Faq
From Wiki
Contents |
Administrative
How do I get an account?
See Getting an account.
Compiling
Unresolved MPI/CUDA Symbols in Fortran
Newer versions of the gfortran compiler require a -fsecond-underscore option to be added to the command line. To compile the WRF codes from NCAR, a -DF2CSTYLE flag also had to be added to ARCHFLAG. If you don't use these parameters, then even if you compile with mpif90, you don't get symbols from the library.
I can't find the CUDA libraries or binaries
The 'locate' command is helpful in general, and specifically 'locate cuda' turns up /usr/local/cuda as the home of cuda. Also, there are libraries in /usr/local/lib64 (libcuda.so and friends).
No -fPIC option on MPI libraries
Some C++ codes (like VTK) don't want to compile without position-independent code (PIC), so the MPI library needs to be compiled with -fPIC. There is a problem when building shared libraries. The linker complains that a relocation in libpmpich++.a cannot be used when making a shared object. We're working on it.
MPI jobs
My MPI job crashed and had all sorts of long messages about timeouts and bad system calls from a bunch of jobs.

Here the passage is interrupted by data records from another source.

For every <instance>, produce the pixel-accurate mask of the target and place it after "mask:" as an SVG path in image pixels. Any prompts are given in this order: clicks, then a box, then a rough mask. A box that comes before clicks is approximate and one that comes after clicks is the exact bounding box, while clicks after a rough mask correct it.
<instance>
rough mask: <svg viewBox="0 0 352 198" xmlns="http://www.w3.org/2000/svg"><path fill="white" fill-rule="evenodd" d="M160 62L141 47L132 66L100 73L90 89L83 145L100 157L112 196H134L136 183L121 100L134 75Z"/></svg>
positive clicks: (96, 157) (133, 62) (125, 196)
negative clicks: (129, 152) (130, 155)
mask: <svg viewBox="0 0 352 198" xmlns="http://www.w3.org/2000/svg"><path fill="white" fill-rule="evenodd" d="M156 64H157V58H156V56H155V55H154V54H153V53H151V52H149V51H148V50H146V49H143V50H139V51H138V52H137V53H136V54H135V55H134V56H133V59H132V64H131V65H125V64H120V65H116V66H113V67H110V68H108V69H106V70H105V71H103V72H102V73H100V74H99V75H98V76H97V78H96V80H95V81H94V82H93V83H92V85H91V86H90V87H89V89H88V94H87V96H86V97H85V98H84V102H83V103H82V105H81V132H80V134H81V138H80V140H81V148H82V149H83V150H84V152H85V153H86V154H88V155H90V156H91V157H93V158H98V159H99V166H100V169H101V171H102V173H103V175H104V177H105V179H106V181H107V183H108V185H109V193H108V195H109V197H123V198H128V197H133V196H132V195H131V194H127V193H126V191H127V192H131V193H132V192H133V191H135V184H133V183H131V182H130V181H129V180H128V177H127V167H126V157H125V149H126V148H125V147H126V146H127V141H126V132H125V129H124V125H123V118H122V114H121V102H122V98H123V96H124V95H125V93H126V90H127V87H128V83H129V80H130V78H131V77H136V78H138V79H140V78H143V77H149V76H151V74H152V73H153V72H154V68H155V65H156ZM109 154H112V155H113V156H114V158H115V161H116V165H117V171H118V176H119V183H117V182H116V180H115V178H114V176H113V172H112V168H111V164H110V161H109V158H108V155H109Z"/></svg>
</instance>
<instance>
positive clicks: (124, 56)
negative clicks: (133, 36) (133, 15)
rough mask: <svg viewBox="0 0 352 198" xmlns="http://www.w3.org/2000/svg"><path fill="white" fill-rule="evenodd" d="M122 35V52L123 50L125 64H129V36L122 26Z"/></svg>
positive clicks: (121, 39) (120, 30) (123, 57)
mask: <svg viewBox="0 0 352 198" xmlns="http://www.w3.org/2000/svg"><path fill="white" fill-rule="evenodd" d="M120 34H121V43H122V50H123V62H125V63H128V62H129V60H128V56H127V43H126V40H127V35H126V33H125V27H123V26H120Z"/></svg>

Check earlier in the log file for error messages from your job itself. Also check for reports of segmentation faults or other unusual exits. If one of the tasks exits without closing MPI properly, this causes the entire set of jobs to come crashing down with all sorts of error messages.
My multi-threaded MPI job crashes, especially when sending large blocks.
Not all MPI implementations are thread-safe. Try having one thread do all of the MPI communication, or use the MPI parallelization without multiple threads per process.
Grid Engine
My job isn't running! My job is stuck in the *qw* state!
To figure out why your job hasn't been scheduled, run the following command:
qalter -w p <JOB_ID>
This reports whether a suitable queue was found for your job and what factors led to that decision.